On Tuesday evening, Kaepernick tweeted: “I’m just getting word from my representatives that the NFL league office reached out to them about a workout in Atlanta on Saturday. I’ve been in shape and ready for this for 3 years, can’t wait to see the head coaches and GMs on Saturday.”
In February, Kaepernick settled a grievance against the league that accused teams of colluding to keep him out of the NFL because of his protests during the 2016 season. He has not played since starting 11 games for the San Francisco 49ers that season, when the team finished 2-14.
Since then, Kaepernick and those around him have continued to lobby for a job in the NFL. A month before the start of the regular season, Kaepernick posted a video to social media touting his preparation for a return to the field. “5am. 5 days a week. For 3 years. Still Ready,” he said on Twitter.
His agent, Jeff Nalley, issued a news release in October stating that Kaepernick had visited Seattle in the spring of 2017 as the Seahawks searched for a backup to Russell Wilson but that no other team has worked him out or interviewed him.

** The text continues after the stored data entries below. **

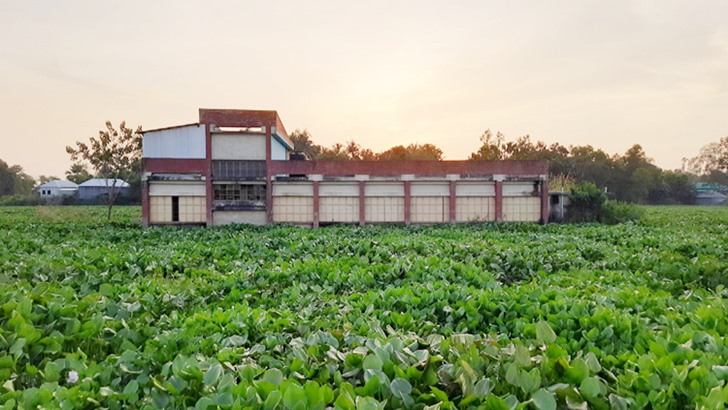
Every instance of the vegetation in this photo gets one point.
(108, 315)
(352, 151)
(14, 181)
(587, 203)
(114, 155)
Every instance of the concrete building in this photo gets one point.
(234, 166)
(98, 188)
(57, 189)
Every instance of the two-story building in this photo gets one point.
(235, 166)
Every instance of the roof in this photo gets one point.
(58, 183)
(197, 124)
(104, 183)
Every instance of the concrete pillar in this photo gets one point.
(498, 197)
(316, 203)
(407, 201)
(145, 201)
(268, 177)
(453, 199)
(362, 203)
(544, 199)
(208, 174)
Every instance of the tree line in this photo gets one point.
(629, 177)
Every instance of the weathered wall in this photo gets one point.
(234, 146)
(187, 142)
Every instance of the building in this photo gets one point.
(710, 194)
(235, 166)
(57, 189)
(98, 189)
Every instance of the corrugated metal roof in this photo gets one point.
(58, 183)
(100, 182)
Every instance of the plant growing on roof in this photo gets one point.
(112, 155)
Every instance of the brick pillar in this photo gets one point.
(208, 174)
(315, 205)
(145, 201)
(407, 202)
(268, 177)
(453, 202)
(362, 203)
(545, 201)
(498, 201)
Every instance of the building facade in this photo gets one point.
(234, 166)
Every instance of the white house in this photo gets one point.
(96, 188)
(57, 189)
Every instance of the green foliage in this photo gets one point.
(588, 203)
(14, 181)
(615, 212)
(594, 316)
(114, 155)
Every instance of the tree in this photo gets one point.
(46, 178)
(78, 173)
(302, 142)
(492, 148)
(412, 152)
(112, 155)
(14, 181)
(713, 158)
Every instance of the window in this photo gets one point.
(175, 209)
(239, 196)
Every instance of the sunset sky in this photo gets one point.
(383, 73)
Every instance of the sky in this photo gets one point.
(381, 73)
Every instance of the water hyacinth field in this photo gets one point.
(97, 314)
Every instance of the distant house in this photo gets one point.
(98, 188)
(710, 194)
(57, 189)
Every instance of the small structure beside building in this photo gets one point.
(98, 188)
(710, 194)
(558, 203)
(57, 189)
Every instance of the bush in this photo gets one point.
(19, 200)
(616, 212)
(588, 203)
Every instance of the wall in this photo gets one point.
(239, 217)
(293, 202)
(234, 146)
(187, 142)
(278, 151)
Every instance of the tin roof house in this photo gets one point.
(57, 189)
(99, 188)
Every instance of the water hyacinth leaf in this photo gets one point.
(212, 375)
(543, 400)
(401, 389)
(273, 399)
(368, 403)
(544, 333)
(493, 402)
(590, 388)
(294, 397)
(204, 403)
(273, 376)
(372, 362)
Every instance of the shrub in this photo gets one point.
(616, 212)
(588, 203)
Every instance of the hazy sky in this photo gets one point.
(610, 74)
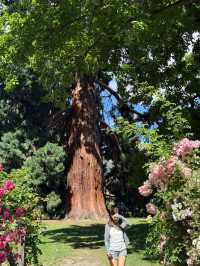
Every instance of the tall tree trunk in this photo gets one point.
(85, 175)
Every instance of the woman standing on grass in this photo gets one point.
(116, 240)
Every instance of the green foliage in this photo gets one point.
(14, 148)
(47, 174)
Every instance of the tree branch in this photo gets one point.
(123, 104)
(177, 3)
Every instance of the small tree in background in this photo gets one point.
(46, 177)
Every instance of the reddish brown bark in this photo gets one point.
(85, 175)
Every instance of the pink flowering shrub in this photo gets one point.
(16, 225)
(175, 186)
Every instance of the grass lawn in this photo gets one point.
(69, 239)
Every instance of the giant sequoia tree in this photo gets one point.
(73, 46)
(68, 43)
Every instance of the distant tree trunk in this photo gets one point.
(85, 175)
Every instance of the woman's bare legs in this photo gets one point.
(121, 261)
(113, 262)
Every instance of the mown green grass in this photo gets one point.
(85, 238)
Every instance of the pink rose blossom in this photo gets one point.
(151, 208)
(186, 172)
(2, 244)
(19, 212)
(157, 175)
(7, 215)
(146, 189)
(195, 143)
(9, 185)
(2, 257)
(2, 192)
(185, 147)
(170, 165)
(1, 167)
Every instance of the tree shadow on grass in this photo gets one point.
(78, 236)
(92, 236)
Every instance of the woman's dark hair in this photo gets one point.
(113, 211)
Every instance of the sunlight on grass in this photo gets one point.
(66, 238)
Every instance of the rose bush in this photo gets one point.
(175, 227)
(19, 228)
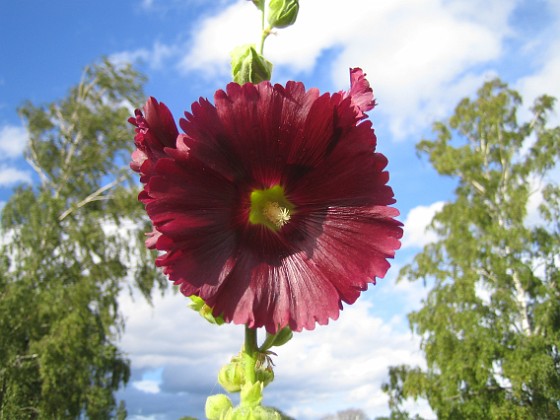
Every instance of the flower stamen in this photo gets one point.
(276, 214)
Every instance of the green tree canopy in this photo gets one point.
(490, 325)
(68, 244)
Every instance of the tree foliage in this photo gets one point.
(490, 325)
(69, 242)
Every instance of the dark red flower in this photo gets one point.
(273, 206)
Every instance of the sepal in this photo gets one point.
(248, 66)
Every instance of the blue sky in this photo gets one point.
(421, 57)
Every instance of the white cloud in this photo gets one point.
(417, 220)
(545, 81)
(13, 140)
(417, 54)
(10, 176)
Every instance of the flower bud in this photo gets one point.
(232, 375)
(217, 406)
(282, 13)
(247, 65)
(251, 394)
(264, 375)
(259, 4)
(198, 304)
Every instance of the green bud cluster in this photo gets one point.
(249, 65)
(282, 13)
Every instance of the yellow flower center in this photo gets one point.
(270, 208)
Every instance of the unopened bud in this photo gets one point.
(282, 13)
(217, 406)
(247, 65)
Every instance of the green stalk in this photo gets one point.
(250, 354)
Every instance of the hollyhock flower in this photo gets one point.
(273, 205)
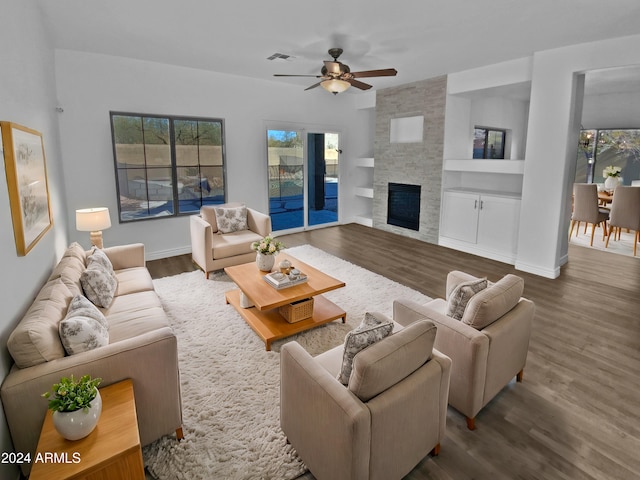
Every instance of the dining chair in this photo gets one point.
(586, 209)
(625, 213)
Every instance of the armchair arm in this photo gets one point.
(509, 340)
(126, 256)
(455, 278)
(258, 222)
(467, 347)
(327, 425)
(201, 242)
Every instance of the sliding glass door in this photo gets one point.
(303, 178)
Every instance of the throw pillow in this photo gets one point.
(461, 295)
(231, 219)
(83, 328)
(359, 339)
(98, 284)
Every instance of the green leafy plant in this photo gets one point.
(611, 171)
(268, 246)
(70, 395)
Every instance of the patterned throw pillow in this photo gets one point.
(231, 219)
(370, 331)
(98, 284)
(460, 296)
(83, 328)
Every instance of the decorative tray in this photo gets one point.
(280, 280)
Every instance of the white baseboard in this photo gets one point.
(167, 253)
(538, 270)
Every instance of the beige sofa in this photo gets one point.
(488, 345)
(141, 346)
(212, 250)
(384, 422)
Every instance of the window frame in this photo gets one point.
(487, 132)
(175, 198)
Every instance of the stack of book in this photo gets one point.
(279, 280)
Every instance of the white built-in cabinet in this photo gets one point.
(482, 223)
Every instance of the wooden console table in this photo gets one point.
(112, 450)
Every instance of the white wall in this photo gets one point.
(90, 85)
(552, 145)
(27, 97)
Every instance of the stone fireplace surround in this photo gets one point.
(418, 163)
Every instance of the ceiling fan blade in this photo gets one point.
(313, 86)
(332, 67)
(359, 84)
(385, 72)
(286, 75)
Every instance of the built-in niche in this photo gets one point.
(406, 129)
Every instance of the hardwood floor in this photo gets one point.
(577, 413)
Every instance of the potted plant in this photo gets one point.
(266, 249)
(76, 406)
(611, 176)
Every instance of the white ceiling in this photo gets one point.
(420, 38)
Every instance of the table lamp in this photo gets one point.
(93, 220)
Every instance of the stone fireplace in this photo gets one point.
(416, 163)
(403, 205)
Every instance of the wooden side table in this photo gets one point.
(111, 451)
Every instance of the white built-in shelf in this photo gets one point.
(510, 167)
(364, 162)
(365, 192)
(364, 220)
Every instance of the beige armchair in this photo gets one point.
(212, 250)
(380, 426)
(483, 359)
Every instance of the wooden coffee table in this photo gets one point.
(264, 317)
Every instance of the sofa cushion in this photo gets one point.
(135, 314)
(373, 328)
(390, 360)
(98, 256)
(98, 284)
(487, 306)
(84, 327)
(231, 219)
(35, 340)
(460, 296)
(132, 280)
(208, 214)
(232, 244)
(70, 267)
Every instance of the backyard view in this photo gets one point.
(287, 182)
(148, 183)
(598, 149)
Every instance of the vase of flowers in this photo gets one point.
(76, 406)
(266, 249)
(611, 176)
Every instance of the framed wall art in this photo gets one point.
(26, 172)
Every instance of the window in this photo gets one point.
(597, 149)
(167, 166)
(488, 143)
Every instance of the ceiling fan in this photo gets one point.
(337, 77)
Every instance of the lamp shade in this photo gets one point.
(92, 219)
(335, 86)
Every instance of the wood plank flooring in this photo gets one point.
(577, 413)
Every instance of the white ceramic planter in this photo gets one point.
(80, 423)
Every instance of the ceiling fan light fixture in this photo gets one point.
(335, 86)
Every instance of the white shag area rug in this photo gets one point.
(230, 383)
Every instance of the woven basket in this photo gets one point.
(296, 311)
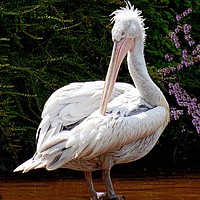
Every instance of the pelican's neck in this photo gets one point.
(143, 82)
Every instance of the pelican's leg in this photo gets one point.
(95, 195)
(110, 193)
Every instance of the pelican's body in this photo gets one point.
(75, 133)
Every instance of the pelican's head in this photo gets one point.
(128, 23)
(128, 27)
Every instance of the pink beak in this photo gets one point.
(120, 49)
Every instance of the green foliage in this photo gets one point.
(47, 44)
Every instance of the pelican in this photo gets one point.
(77, 133)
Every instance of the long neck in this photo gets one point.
(143, 82)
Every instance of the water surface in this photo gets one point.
(186, 188)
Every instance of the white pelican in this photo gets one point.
(75, 134)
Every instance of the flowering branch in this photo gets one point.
(188, 58)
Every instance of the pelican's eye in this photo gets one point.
(123, 34)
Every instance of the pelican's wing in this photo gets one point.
(70, 105)
(123, 124)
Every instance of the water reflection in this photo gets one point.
(176, 188)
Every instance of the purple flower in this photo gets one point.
(186, 28)
(184, 54)
(191, 43)
(179, 66)
(178, 17)
(168, 57)
(177, 45)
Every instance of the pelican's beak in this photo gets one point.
(120, 49)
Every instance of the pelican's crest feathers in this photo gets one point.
(129, 12)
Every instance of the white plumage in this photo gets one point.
(76, 133)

Nalley did not respond to a voicemail message left on his cellphone or to a text message.
For Kaepernick, this weekend could represent his best, and perhaps last, opportunity to play again. NFL teams regularly hold workouts for free agents, cycling them through their facilities as they churn the bottom of their rosters. Teams also hopscotch the country in the spring to assess college prospects before the NFL draft. But none have brought in Kaepernick over the last two seasons, and it is rare for the league, outside of its scouting combine, to hold a workout and invite all 32 teams.
Kaepernick first barged into the national consciousness because of his football skills, showcasing his passing acumen, arm strength and elusiveness after replacing an injured Alex Smith as the 49ers' starter in 2012 and leading the team to the Super Bowl, which it lost to the Baltimore Ravens. The following season, Kaepernick helped the 49ers reach the NFC championship game. But by 2016, despite throwing for 16 touchdowns and four interceptions while averaging 6.8 yards per rushing attempt, he had become better known as one of the more polarising athletes - if not public figures - in the country.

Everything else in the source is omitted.